A few years ago, I listened to an interview with Mahzarin Banaji, one of the creators of Harvard’s Implicit Association Test. She told a fascinating story about a study that showed that our bodies better recognize the sound of our voices better than our conscious minds. I share this story often with my participants to illustrate what there is to gain by developing a more sensitive relationship to our bodies.
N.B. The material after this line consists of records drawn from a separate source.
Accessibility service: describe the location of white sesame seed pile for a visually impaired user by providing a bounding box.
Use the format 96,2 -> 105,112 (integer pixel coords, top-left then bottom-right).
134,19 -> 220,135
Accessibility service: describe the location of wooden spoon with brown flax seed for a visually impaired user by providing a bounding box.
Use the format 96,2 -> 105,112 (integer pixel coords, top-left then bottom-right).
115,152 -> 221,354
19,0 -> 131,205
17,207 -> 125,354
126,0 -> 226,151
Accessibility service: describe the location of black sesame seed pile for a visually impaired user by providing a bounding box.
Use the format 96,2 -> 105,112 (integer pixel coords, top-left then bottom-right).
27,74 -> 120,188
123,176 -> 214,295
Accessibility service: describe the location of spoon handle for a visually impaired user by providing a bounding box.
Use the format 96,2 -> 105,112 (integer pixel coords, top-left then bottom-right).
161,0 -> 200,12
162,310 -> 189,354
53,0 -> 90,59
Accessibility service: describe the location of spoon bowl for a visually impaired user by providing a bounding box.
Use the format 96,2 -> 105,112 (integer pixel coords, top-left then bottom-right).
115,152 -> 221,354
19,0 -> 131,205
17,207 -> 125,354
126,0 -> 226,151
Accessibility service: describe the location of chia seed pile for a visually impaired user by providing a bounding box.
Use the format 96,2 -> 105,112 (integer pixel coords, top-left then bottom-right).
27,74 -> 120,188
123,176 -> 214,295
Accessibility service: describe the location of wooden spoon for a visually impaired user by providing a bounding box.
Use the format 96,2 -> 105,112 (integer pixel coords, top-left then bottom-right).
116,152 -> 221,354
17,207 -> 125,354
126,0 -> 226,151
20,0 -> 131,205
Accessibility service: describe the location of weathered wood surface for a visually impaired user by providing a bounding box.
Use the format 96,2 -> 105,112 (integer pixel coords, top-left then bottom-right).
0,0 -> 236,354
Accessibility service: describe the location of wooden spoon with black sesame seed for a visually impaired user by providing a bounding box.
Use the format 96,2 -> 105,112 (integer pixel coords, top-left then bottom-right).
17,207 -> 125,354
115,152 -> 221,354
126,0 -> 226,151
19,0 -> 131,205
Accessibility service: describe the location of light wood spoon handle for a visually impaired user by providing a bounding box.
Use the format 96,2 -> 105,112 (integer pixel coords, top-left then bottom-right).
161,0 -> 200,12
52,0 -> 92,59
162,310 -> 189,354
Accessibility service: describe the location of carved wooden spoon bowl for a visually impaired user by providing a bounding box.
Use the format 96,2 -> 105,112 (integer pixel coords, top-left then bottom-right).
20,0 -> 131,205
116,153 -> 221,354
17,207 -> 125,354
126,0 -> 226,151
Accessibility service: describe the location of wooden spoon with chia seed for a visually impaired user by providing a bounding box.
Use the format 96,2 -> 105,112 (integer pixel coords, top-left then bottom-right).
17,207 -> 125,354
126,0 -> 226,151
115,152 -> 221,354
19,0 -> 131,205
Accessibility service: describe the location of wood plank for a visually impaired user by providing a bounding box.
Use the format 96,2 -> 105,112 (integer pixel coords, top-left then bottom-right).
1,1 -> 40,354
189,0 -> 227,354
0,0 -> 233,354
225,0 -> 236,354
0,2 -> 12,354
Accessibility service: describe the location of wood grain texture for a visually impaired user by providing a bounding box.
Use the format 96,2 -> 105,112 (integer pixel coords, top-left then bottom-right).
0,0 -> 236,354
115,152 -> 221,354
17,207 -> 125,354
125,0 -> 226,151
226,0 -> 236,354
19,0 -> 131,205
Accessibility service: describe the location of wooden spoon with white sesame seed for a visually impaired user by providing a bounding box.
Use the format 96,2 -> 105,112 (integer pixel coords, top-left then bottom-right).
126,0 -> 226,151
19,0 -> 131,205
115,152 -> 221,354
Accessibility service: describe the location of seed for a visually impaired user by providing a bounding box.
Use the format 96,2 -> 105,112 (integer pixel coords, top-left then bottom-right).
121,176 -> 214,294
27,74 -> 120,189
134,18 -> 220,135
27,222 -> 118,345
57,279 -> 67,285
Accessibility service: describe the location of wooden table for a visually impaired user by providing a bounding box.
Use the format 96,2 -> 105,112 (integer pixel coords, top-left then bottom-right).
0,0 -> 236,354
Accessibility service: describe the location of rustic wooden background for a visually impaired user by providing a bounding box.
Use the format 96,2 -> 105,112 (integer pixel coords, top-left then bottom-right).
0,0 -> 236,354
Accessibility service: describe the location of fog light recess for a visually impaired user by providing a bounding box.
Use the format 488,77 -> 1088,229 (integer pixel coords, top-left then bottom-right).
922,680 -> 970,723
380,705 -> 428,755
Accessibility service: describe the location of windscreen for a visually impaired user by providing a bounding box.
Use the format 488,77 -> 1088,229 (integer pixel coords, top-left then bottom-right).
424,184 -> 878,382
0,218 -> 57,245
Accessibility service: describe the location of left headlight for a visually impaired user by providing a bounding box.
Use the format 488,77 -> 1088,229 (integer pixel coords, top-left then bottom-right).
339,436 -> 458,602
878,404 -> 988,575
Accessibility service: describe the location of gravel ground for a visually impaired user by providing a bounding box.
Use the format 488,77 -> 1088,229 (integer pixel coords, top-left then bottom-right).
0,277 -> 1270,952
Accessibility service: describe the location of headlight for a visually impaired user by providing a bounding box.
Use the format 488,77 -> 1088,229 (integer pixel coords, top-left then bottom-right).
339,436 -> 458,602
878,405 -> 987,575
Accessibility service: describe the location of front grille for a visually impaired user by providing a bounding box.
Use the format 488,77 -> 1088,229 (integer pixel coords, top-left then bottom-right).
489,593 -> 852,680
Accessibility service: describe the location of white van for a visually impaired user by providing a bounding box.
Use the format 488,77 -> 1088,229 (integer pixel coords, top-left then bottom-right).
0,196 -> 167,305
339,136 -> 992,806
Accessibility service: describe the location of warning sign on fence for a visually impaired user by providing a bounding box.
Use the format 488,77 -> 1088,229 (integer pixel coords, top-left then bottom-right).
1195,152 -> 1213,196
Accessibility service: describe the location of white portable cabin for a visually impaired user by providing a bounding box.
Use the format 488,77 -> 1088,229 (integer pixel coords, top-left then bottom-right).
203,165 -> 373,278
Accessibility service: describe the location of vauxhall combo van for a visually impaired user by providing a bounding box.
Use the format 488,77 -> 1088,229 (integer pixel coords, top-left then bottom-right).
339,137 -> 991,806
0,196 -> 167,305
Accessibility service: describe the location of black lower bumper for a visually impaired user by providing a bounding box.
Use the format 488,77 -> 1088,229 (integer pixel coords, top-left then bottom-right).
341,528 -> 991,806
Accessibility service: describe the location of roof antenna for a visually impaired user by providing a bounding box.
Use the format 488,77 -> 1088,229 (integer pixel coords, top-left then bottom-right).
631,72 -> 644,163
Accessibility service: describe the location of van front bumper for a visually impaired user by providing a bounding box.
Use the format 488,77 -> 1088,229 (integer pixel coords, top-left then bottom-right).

Here’s an excerpt from that interview:
“Ms. Banaji: … I knew that the fact of an unconscious appealed to me. I read studies, experiments done, where you can have people record words into a tape recorder. And then you can have them hear those words played back to them through headphones like I’m wearing now, except that they are the same words said by others. And you’re asked to identify the words that you’re hearing that were said by you in your voice versus words that were said by others. It turns out we’re not very good at doing that. We can’t tell our own voices apart from the voices of others.
“Ms. Tippett: Really?
“Ms. Banaji: We’re almost at chance at being able to do that. However, the investigators also hooked people up to a machine that, in those old days, measured physiology in sort of the crudest possible way: skin conductance. How much sweat do your fingers excrete when you hear your own voice versus the voice of others? And the data showed that you actually must be recognizing your own voice at some implicit or unconscious level because the skin conductance measure was much higher when you heard your own voice versus the voice of others. Even though cognitively you couldn’t tell the two apart. I was completely fascinated by this.”